Par déclaration transmise par voie électronique le 30 novembre 2022, M. [R] a relevé appel de cette décision.
Après renvoi à une première audience, l’ordonnance de clôture a été révoquée et reportée au 5 septembre 2025 et l’affaire fixée à l’audience du 29 septembre 2025.

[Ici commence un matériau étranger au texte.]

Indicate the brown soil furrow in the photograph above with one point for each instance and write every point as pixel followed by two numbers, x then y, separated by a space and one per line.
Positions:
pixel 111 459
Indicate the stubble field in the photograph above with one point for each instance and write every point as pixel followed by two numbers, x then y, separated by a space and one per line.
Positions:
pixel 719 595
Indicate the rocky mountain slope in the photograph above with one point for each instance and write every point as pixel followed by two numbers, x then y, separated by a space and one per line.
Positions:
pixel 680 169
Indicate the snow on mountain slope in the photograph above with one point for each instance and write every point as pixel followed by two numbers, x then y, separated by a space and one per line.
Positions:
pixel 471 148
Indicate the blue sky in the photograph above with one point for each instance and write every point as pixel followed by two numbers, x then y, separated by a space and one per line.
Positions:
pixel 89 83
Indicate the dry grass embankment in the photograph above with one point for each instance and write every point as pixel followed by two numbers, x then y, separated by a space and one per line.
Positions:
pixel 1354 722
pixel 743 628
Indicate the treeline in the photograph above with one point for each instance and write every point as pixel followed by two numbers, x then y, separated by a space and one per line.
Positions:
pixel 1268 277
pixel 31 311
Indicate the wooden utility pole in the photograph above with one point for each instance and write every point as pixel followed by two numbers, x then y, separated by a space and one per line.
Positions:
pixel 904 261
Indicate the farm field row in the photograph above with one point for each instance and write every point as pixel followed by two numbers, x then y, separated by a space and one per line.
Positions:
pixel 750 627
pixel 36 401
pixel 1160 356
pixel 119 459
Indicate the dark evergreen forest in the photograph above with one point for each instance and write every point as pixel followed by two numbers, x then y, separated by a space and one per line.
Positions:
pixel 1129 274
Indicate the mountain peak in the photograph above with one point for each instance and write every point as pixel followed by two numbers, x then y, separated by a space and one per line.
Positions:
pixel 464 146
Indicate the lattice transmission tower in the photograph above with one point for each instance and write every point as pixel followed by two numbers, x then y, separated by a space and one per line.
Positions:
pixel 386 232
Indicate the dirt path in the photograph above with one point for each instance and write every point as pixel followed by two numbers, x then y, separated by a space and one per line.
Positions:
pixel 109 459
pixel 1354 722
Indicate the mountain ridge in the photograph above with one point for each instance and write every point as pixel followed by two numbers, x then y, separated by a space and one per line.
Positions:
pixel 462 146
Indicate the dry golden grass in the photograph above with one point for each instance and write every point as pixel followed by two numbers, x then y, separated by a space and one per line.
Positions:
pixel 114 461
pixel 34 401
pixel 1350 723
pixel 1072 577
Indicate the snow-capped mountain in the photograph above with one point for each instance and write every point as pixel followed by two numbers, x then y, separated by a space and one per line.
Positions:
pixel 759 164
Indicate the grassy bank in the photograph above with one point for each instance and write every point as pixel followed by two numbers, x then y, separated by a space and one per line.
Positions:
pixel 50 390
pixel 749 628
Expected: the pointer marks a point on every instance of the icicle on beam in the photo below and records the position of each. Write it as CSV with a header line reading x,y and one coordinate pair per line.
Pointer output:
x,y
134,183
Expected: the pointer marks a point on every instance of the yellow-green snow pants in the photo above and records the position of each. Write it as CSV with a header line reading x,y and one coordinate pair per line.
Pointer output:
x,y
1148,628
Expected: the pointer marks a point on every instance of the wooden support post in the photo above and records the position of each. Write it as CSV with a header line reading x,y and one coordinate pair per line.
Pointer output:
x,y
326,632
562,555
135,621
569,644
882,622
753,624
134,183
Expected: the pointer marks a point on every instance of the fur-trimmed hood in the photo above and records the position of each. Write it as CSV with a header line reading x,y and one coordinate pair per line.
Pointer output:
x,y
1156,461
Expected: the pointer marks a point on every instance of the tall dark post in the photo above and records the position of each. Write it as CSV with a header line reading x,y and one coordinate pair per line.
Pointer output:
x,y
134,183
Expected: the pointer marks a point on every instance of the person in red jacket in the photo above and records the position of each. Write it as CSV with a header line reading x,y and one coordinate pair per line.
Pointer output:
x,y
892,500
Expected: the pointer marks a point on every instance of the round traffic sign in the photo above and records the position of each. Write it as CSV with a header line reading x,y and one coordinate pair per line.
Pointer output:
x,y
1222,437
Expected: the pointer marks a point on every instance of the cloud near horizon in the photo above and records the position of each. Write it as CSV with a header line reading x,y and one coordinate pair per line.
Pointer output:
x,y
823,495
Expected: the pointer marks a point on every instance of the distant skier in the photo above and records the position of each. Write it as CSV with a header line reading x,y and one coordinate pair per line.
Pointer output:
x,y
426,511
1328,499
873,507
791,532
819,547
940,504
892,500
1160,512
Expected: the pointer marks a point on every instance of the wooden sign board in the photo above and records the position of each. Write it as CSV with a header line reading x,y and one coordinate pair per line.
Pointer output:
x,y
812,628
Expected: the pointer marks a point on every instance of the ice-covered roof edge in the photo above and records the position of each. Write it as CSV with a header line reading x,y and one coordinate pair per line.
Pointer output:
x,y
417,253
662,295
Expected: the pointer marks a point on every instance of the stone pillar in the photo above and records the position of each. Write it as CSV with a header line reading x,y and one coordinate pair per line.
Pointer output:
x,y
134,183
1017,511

Dans ses dernières conclusions notifiées par voie électronique au greffe de la cour d’appel le 5 mai 2025, M. [R] demande à la cour de :
— Confirmer le jugement rendu par le conseil de prud’hommes de Bordeaux le 9 novembre 2022, en ce qu’il a condamné la CEAPC pour discrimination syndicale à son égard,
— Confirmer le jugement en ce qu’il a condamné la CEAPC à lui verser la somme de 1 500 euros sur le fondement de l’article 700 du code de procédure civile,
— Confirmer le jugement en ce qu’il a condamné la CEAPC à verser au syndicat RSP la somme de 5 000 euros à titre de dommages et intérêts, ainsi qu’une somme de 500 euros sur le fondement de l’article 700 du code de procédure civile,
— Infirmer le jugement quant au montant alloué à titre de dommages et intérêts, et de condamner la CEAPC à lui verser une somme nette de 302 342 euros à ce titre,
— Ordonner le repositionnement de M. [R] au coefficient J de la classification interne,
— Ordonner, avant dire droit, à la CEAPC de produire les bulletins de salaire des salariés occupant le même poste de gestionnaire de patrimoine en 1998 et toujours présents en 2019, à savoir : M. [J] [V], M. [L] [B], M. [J] [C], Mme [Y] [X], M. [G] [M], M. [J] [A], M. [U] [I], Mme [Z] [S] et Mme [N] [W],
— Ordonner la production des bulletins de salaire de ces salariés pour les mois de décembre 1998 et décembre 2019,
— Condamner la CEAPC à lui verser la somme de 4 000 euros sur le fondement de l’article 700 du code de procédure civile, ainsi qu’aux dépens de première instance et d’appel.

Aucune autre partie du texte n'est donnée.